In Islam, the Qur’an commands an ideal to love not so different from the double-love command.  Surah 4:36 reads “Serve God and join not any partners with Him; and do good – to parents, kinsfolk, orphans, those in need, neighbors who are near, neighbors who are strangers, the Companion by your side … for God does not love the arrogant, the vain.” Elsewhere the Qur’an instructs “I ask you only to love your kindred.  He that does a good deed shall be repaid many times over.  God is forgiving and bountiful in His rewards.” (4:23).  A good ideal may be found in the Qur’an, but also a realism about trenchant injustice.  Fighting for justice may be necessary, as the Qur’an reads: “Fighting is prescribed for you, and you dislike it.  But it is possible that you dislike a thing which is good for you, and that you love a thing which is bad for you.  But God knows, and you know not.” (Surah 2:216).  Yet in Islam fighting must be done defensively according to Surah 2:190: “Fight for the sake of God those that fight against you, but do not attack them first.  God does not love aggressors.” 

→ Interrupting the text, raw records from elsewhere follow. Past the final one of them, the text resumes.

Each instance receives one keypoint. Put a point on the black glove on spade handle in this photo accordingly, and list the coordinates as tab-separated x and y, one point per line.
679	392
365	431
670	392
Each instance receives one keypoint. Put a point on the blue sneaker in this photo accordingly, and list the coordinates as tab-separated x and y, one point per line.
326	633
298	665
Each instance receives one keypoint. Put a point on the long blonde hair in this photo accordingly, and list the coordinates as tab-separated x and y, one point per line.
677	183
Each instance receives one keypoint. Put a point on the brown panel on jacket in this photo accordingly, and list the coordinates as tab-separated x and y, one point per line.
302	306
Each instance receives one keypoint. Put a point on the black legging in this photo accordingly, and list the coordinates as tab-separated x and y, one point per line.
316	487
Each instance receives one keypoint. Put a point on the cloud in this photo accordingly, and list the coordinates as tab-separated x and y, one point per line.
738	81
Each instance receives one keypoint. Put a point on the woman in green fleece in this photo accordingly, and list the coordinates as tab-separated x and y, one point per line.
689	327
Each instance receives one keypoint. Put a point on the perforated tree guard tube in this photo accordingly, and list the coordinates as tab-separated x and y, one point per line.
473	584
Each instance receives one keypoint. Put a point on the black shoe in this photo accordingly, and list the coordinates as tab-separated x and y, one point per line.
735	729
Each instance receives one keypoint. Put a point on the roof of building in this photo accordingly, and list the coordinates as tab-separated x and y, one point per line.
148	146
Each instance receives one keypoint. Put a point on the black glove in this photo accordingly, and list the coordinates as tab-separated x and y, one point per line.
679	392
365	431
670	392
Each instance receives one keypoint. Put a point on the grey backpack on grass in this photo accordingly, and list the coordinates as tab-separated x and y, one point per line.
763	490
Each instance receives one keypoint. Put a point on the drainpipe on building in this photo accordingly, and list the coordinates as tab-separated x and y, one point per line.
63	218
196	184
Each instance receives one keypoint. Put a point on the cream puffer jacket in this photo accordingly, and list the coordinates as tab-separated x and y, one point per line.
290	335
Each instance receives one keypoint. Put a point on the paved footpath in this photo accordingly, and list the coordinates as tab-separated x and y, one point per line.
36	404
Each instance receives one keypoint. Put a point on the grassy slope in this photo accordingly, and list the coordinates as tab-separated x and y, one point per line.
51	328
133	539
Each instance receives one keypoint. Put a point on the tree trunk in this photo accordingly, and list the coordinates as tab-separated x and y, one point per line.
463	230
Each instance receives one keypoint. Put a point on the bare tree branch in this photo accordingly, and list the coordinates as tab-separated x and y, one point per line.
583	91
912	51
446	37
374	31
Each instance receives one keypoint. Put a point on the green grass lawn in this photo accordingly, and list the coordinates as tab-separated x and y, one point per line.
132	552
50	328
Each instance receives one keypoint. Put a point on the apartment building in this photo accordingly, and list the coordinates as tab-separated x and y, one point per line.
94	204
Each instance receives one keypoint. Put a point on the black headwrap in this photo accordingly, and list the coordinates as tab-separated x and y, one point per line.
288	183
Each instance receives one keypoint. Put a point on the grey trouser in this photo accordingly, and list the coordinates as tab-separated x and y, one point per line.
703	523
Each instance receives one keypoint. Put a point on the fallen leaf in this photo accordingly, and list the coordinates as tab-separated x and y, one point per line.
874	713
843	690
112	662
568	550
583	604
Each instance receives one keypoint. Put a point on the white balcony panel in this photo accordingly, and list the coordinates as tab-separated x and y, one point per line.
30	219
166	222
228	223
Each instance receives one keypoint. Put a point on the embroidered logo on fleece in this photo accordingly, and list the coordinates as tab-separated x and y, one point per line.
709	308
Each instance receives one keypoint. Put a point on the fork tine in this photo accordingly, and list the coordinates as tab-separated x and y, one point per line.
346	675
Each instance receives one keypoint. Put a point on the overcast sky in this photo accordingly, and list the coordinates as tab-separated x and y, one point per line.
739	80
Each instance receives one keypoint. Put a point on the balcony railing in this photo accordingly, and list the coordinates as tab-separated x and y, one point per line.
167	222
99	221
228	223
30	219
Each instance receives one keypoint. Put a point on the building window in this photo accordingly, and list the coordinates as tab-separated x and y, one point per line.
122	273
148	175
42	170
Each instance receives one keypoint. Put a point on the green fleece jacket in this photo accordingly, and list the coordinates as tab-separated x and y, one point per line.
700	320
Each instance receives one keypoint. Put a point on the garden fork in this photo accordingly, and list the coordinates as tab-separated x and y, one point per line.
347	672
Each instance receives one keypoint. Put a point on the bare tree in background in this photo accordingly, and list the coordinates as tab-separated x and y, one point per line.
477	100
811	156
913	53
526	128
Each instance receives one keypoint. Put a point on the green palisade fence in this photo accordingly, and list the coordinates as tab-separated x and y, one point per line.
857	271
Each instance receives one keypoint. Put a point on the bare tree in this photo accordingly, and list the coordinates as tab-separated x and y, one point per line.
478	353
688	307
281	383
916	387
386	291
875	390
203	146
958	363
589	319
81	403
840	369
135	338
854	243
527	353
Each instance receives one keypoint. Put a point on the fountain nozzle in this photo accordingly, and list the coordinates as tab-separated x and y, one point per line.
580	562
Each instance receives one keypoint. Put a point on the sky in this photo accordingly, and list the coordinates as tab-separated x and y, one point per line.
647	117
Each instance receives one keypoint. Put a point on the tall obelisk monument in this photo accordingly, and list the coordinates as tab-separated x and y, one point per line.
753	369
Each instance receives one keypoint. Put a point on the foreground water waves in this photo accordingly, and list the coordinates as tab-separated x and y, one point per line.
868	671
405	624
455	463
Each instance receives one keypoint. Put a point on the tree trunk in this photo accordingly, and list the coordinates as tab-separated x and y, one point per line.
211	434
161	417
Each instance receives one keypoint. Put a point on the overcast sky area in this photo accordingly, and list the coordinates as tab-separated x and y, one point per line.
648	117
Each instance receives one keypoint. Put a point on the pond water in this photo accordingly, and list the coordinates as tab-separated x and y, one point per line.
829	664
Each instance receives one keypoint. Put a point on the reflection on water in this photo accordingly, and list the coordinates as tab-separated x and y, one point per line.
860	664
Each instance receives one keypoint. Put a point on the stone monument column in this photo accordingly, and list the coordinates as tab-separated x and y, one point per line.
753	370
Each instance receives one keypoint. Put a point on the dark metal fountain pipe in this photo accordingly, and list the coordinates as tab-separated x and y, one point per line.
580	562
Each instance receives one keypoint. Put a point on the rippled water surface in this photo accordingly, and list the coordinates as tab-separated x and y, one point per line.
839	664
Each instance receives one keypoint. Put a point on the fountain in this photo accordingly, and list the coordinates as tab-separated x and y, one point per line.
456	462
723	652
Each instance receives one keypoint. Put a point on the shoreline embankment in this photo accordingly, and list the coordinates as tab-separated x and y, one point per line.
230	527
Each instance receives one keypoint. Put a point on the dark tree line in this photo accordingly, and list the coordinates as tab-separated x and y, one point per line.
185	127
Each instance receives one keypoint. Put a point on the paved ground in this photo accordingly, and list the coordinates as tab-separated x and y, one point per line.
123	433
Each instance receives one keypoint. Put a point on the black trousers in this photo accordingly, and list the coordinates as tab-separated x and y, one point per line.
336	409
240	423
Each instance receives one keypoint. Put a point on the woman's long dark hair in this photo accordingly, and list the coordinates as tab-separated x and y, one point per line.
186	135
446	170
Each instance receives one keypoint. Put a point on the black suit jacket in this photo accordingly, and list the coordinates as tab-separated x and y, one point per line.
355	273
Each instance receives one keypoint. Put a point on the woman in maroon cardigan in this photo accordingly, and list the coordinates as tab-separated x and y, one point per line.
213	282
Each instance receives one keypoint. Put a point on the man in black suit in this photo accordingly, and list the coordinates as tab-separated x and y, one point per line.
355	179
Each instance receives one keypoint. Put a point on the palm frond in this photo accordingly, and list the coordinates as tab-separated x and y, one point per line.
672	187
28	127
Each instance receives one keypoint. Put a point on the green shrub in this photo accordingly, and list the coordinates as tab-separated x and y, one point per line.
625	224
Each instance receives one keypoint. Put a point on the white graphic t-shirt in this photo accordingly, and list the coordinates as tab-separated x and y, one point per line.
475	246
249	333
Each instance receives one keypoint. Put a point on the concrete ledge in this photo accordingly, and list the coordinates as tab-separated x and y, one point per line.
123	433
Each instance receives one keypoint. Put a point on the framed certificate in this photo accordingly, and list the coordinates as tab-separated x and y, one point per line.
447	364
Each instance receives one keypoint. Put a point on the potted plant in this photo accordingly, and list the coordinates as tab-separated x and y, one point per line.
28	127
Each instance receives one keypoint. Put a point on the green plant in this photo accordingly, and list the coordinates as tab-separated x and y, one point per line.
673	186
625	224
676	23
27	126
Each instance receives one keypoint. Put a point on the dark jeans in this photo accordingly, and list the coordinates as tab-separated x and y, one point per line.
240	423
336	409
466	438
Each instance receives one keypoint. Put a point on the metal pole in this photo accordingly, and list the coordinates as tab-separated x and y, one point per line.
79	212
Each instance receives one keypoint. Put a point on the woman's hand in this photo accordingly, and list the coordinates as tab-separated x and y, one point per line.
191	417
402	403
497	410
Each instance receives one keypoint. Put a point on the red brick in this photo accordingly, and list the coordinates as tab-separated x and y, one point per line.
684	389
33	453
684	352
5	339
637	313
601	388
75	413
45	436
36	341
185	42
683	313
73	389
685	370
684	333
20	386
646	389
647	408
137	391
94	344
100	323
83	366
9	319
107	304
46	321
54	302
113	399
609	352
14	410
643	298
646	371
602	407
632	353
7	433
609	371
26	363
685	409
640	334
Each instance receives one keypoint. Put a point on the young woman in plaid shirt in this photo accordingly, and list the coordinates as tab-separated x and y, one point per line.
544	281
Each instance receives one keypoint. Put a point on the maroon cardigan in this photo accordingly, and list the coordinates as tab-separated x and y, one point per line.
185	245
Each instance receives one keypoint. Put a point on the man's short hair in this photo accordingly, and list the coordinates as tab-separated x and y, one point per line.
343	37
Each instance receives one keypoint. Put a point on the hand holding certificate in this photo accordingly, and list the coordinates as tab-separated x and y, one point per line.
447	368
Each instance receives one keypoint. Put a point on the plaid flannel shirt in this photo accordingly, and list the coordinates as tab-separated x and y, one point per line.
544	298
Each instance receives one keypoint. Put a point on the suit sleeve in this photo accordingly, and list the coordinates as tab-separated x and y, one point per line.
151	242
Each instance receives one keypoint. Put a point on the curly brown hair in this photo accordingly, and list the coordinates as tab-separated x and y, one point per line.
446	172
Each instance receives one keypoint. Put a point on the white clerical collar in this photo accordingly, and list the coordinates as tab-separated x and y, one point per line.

Christianity and Islam both are religions that can be very realist in outlook, but corrupt theologies and political ideologies often inhibit this.   Even in traditions accepting the “Just War” idea, a realist balance can be eroded.  For example, Pope Francis recently made remarks dismissing or minimizing the significance of Just War Theory for Roman Catholicism, illustrating how the practice of religious doctrine can deviate from the best moral precepts.  Islamic countries will need every bit of help and encouragement from their Christian counterparts if we are together to navigate the often-slim channel to peace, realism, democracy, and justice.